Wednesday, April 22, 2015

WINNING PRIZES


Isn’t it weird that, in spite of so much screeching from our television sets urging us to buy this or that and go in the draw to win some amazing prize, we never hear of anyone winning anything?  Is selling stuff so difficult that they have to bribe us to buy? Wouldn’t you think that there would be trumpetings as each winner was handed a year’s supply of petrol vouchers, free house insulation or a new car?

There must be thousands of lucky people who have won prizes big and small just for buying something, signing up for something, or joining something. Imagine it: there could be a 24-hour TV channel solely devoted to the prize-giving ceremonies. Wonderful publicity, if you like that sort of thing. No, come to think of it, it wouldn’t.  It would be a colossal bore.

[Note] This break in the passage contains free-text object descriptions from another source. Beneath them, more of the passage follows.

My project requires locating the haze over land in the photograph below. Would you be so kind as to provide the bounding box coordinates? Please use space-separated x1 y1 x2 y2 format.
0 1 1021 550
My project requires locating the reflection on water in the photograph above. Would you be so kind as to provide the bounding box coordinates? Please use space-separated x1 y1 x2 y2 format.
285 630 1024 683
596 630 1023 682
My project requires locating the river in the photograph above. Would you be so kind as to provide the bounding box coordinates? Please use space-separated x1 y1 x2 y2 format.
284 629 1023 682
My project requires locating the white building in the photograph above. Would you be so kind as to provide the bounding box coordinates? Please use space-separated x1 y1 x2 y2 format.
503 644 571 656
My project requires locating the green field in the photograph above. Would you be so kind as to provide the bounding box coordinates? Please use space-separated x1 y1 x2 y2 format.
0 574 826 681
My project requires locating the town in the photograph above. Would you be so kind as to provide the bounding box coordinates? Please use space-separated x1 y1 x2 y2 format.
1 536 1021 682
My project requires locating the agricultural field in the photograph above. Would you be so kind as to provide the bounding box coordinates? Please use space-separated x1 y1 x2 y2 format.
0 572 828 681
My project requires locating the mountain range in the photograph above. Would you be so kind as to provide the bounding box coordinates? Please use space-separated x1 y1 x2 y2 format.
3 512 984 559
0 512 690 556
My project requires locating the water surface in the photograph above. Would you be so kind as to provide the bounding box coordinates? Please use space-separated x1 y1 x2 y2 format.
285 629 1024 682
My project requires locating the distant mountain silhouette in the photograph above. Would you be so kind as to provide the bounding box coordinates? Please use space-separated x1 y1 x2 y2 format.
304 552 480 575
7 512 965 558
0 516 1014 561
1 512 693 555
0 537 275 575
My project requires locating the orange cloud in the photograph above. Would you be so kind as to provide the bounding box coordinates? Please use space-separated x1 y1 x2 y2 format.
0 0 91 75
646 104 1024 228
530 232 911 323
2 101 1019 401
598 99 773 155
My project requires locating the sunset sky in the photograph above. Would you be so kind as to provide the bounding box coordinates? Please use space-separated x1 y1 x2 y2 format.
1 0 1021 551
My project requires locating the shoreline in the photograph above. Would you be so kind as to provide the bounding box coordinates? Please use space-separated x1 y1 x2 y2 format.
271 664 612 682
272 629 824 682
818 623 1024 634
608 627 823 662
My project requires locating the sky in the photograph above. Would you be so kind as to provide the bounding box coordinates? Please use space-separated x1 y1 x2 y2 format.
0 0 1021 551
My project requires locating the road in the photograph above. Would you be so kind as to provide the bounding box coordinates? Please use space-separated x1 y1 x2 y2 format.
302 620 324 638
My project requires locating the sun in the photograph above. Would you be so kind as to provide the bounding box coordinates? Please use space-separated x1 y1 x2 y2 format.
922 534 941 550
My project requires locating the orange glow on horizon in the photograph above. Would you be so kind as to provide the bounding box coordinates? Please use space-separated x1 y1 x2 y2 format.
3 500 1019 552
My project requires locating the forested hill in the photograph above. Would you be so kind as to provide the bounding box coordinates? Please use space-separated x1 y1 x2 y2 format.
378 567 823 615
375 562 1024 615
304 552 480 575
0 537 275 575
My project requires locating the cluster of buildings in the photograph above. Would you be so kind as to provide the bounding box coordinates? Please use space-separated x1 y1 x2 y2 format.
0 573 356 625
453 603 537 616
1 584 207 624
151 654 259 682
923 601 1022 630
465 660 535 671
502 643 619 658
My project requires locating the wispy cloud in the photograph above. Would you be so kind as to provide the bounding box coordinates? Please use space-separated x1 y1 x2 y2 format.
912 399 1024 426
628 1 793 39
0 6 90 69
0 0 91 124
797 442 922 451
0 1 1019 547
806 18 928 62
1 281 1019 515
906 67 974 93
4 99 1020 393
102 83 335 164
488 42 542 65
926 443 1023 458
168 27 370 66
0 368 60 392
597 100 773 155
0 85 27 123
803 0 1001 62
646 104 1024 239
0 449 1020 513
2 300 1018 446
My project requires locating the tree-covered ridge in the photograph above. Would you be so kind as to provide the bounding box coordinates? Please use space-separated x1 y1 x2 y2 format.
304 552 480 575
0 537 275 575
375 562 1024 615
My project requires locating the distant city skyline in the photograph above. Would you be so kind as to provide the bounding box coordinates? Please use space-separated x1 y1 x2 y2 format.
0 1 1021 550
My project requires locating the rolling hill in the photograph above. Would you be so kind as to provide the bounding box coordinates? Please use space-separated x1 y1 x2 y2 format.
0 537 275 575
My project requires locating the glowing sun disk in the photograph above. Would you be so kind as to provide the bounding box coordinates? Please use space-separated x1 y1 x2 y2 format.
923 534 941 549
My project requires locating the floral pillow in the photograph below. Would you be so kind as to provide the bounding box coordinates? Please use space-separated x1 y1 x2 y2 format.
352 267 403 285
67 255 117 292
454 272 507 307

Such idle musings have arisen because I have here in my hand, addressed to me personally, a piece of paper from a mail order company assuring me that the enclosed ticket is guaranteed to be a winner. Yes! I have definitely won! It’s a promise! But wait, there’s more. I can’t have my prize. Nope. To get it, I would have to send an order to these people, and then they would decide which one of several prizes to send me.

I was content with my previous dealing with this particular company. I ordered, and received, several items that I needed – oh alright, fell for – and received the “prize” of a watch which, in spite of not being the $25,000 top prize which I really, really wanted, was acceptable. Indeed, I ended up wearing the watch all winter because my good one was stuck in summer time (long story, but it’s fixed now). So, it was a fair result and I had no complaint.*

The company is still trying to tempt me with catalogues though. In the latest one the top prize is $20,000 cash, which would be very nice, thank you – but I don’t rate my chances. The other prizes are of no interest, and I’m not falling for the hype. I’ve cottoned on to their cunning scheme. They are dangling glittering baubles in front of my eyes to tempt me into the never-ending, circular process of buying, and receiving a little something extra, but never getting my sticky paws on that magic pot of big money.  

But isn’t it weird that it’s OK to tell someone, by name and in writing, that she has won a prize but, essentially, that she can’t have it unless she buys more stuff?

* I blogged that story on 28 January and 14 February, 2014, for anyone who wants to wander back and have a look.